Tous les rapaces attaquent souvent des proies d'une taille disproportionnée à la leur, soit égale, soit supérieure à celle-ci. Mais il y a lieu de distinguer entre attaquer et transporter, il y a une belle marge entre ces deux actions.

Le transport des proies n'est pas une règle absolue. Je suis personnellement persuadé qu'il constitue même une exception, exception fréquente, je le reconnais, mais dont les mobiles sont, pour le rapace :

— soit la recherche d'une sécurité plus grande offerte par le choix d'une place de repas autre que celle de la capture ;

— soit la recherche d'une place plus confortable pour opérer son repas ;

— soit enfin d'assurer la subsistance des jeunes et de la femelle encore au nid.

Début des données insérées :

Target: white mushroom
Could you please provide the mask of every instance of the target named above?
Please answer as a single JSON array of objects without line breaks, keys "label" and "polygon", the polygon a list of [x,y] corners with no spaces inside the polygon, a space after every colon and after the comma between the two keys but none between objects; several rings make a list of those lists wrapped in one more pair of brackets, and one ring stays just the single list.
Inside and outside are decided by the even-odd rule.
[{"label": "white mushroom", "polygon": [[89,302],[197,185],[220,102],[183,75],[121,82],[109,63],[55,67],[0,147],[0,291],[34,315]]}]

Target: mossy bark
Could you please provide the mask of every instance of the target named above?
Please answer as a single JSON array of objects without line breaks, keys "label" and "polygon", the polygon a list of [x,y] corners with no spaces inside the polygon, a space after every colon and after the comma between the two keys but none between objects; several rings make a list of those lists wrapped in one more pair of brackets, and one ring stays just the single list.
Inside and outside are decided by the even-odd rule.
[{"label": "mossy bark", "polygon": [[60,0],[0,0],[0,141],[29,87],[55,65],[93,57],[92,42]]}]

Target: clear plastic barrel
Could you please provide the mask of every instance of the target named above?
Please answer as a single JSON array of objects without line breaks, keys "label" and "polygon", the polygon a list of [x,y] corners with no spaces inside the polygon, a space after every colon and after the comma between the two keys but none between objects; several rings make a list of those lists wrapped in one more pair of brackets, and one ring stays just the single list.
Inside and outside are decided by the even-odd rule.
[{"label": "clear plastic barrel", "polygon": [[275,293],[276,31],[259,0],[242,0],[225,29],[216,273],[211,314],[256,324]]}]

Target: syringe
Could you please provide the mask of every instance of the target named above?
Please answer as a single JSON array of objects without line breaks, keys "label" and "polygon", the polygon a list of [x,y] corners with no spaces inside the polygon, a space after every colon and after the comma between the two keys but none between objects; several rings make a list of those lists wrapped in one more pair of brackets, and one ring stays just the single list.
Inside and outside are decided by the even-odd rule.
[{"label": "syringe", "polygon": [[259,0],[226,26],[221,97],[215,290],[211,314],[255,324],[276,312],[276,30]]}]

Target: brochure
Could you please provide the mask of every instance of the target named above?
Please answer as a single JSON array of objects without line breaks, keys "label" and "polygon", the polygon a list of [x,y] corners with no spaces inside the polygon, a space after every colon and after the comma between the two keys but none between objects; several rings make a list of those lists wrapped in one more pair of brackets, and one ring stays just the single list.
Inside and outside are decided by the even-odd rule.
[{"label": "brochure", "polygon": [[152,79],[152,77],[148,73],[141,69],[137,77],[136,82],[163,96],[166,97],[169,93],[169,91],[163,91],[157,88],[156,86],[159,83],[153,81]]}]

Quelques exemples préciseront mieux ma façon de juger :

Si un autour vient de lier un poulet auprès d'une ferme, il ne se sent pas tranquille sur la place de capture et son premier mouvement est de l'emporter à distance et de choisir une place tranquille où il se sentira en sécurité pour y déchiqueter sa proie.

Si un épervier vient de s'emparer d'une grive dans les buissons fourrés d'une haie en pleine campagne, il la transportera à proximité immédiate pour la plumer et la dévorer sans être gêné par les branches du buisson.

Si un rapace quelconque a charge de famille, il emportera au nid la majorité de ses captures.

Que certains rapaces effectuent rarement l'enlèvement de leurs proies et leur transport à distance, la chose est indéniable, mais c'est là qu'il faut faire intervenir la faiblesse de leurs moyens, tels que : envergure de petite taille, musculature insuffisante en proportion du poids des proies, forme et puissance des serres inadaptées à l'enlèvement de poids égaux ou supérieurs à celui du rapace.

Parmi les rapaces, nous pouvons remarquer les points suivants :

Le vautour (plus charognard que rapace), malgré l'importance de son envergure, ne peut guère emporter une proie supérieure en poids à celui d'un lapin. Ceci du fait de la faiblesse de ses serres. Le gypaète, qui tient le milieu entre les vautours et les aigles, ne fait guère beaucoup mieux.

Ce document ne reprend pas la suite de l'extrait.